In case you were curious, this phenomenon isn't confined to the here-and-now. Over in jolly old England (and roughly two years in the past), Blake Morrison bemoans the state of literary fiction. You should find this especially disconcerting, since England is clearly much more refined/proper/intelligent/&c than us Uh-MAY-ree-kans, and if they're not reading literary fiction, I'm confident in saying that nobody is. And this coming from yours truly, a major reader of literary fiction. Alack.
Morrison quotes 2,000 hardcover copies and 8,000 paperback copies as being a realistic estimate of the average literary novel's sales; I think that's a bit on the optimistic side, and it seems our friend Moonrat agrees (at least as recently as last September). She says that 1,500 copies sold or fewer will probably disappoint your publisher, 2,000 - 4,000 is strong, 4,000 - 7,000 is great, and 7,000+ is fan-friggin'-tastic (I may have paraphrased a little). These numbers are pretty small when you consider the larger publishing environment, in which the average agented book sells around 12,000 copies (according to the Book Industry Study Group and RR Bowker, both quite reputable).

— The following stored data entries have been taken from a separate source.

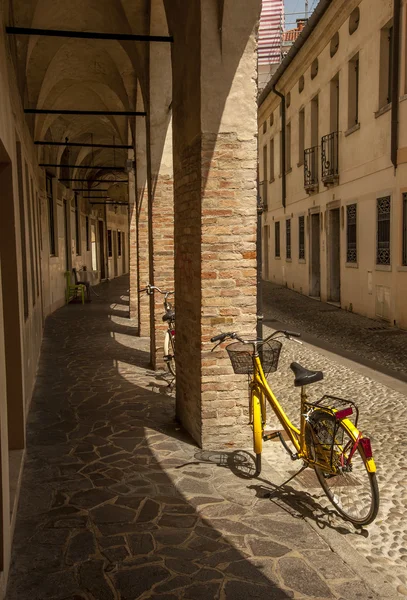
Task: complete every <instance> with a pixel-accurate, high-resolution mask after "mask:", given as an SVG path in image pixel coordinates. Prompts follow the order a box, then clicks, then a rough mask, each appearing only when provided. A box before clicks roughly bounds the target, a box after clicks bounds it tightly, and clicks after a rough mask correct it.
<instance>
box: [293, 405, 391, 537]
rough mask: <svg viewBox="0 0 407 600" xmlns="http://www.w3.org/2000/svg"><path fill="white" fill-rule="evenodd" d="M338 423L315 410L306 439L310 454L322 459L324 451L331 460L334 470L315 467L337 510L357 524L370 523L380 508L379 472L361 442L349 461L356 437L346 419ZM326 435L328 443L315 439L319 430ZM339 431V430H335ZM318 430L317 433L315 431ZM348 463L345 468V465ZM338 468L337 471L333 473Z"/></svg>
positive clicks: (329, 416)
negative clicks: (321, 442) (349, 458)
mask: <svg viewBox="0 0 407 600" xmlns="http://www.w3.org/2000/svg"><path fill="white" fill-rule="evenodd" d="M336 426H338V423H337V421H336V419H335V418H334V417H333V416H332V415H329V414H327V413H325V412H324V411H315V412H314V413H313V414H312V415H311V417H310V420H309V422H307V423H306V430H305V442H306V445H307V449H308V452H309V456H310V457H311V458H313V460H318V459H319V462H321V460H320V456H318V453H321V452H322V453H323V454H324V457H325V460H327V462H329V461H330V459H331V451H333V452H332V469H331V470H329V468H328V464H327V468H326V469H323V468H321V467H319V466H316V465H315V466H314V469H315V473H316V476H317V478H318V481H319V483H320V484H321V487H322V489H323V490H324V492H325V494H326V496H327V497H328V499H329V500H330V502H331V503H332V504H333V506H334V507H335V508H336V510H337V511H338V512H339V513H340V514H341V515H342V517H344V518H345V519H346V520H347V521H350V522H351V523H353V524H354V525H357V526H362V525H368V524H369V523H371V522H372V521H374V519H375V518H376V516H377V512H378V510H379V488H378V485H377V479H376V474H375V473H370V472H369V471H368V469H367V460H366V456H365V454H364V451H363V447H362V445H361V444H358V445H357V448H356V451H355V452H354V454H353V456H351V459H350V460H349V457H350V453H351V452H352V450H353V449H354V446H355V443H356V438H355V437H354V435H353V434H352V433H351V431H350V430H349V429H348V428H347V427H346V426H345V425H344V423H343V422H340V423H339V427H338V428H337V429H336V430H335V427H336ZM316 428H317V430H318V437H319V436H320V435H321V430H322V435H323V436H324V437H325V439H324V440H323V441H324V442H327V443H326V444H325V445H321V444H317V443H316V442H315V430H316ZM335 431H336V433H335ZM313 432H314V433H313ZM343 465H345V467H343ZM333 471H336V472H333Z"/></svg>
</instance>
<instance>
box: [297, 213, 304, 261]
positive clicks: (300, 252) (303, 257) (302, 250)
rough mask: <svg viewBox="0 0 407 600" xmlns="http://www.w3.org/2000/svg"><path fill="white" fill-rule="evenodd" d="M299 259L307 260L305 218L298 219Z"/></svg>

So, is literary fiction dying? Well, yes and no. Yes in the sense that it constitutes a very small percentage of the market; no in the sense that this is anything new.
Finally, what kind of advance can you expect for your literary novel? This is somewhat tricky, since I don't think the data have been compiled yet (at least, not anywhere that I can find) and I don't have much experience with the average literary advance vs. the average advance for an author these days, but I'd be comfortable with this LA Times article from 2002. As I've said before, yes, a lot of these data are a few (or in this case, several) years old, but to be honest, the average advance hasn't crept up all that much in the past few years, and with publishing houses slashing costs wherever possible, advances for debut authors have been falling. You'll probably fall in the $5,000 - $7,000 range.
Now, you'll notice in that same article (as well as according to our One True God Wikipedia) that Michael Chabon got an advance of $155,000 for his debut novel, The Mysteries of Pittsburgh. And this is true.
This is also true, and please say it with me: I am not Michael Chabon. You cannot, cannot, cannot pin your hopes on a six figure advance for your debut novel, because the chances are astronomically against you. You are not Michael Chabon. Unless, of course, you are, in which case: hey Mike! Loved The Amazing Adventures of Kavalier & Clay.
So, in summary:
• Literary fiction is not selling well. This is not news.
• The average sales and average advance(s) are lower than usual. You can probably expect an advance in the $5,000 - $7,500 range.
• If you're not a seriously brilliant writer and/or do not have an MFA from Columbia, Iowa, or the like, you might want to reconsider writing literary fiction. That is, if you plan on selling it.
I'm sorry, folks, it breaks my heart. I'm a poet and a consumer of/dabbler in literary fiction; how do you think I feel?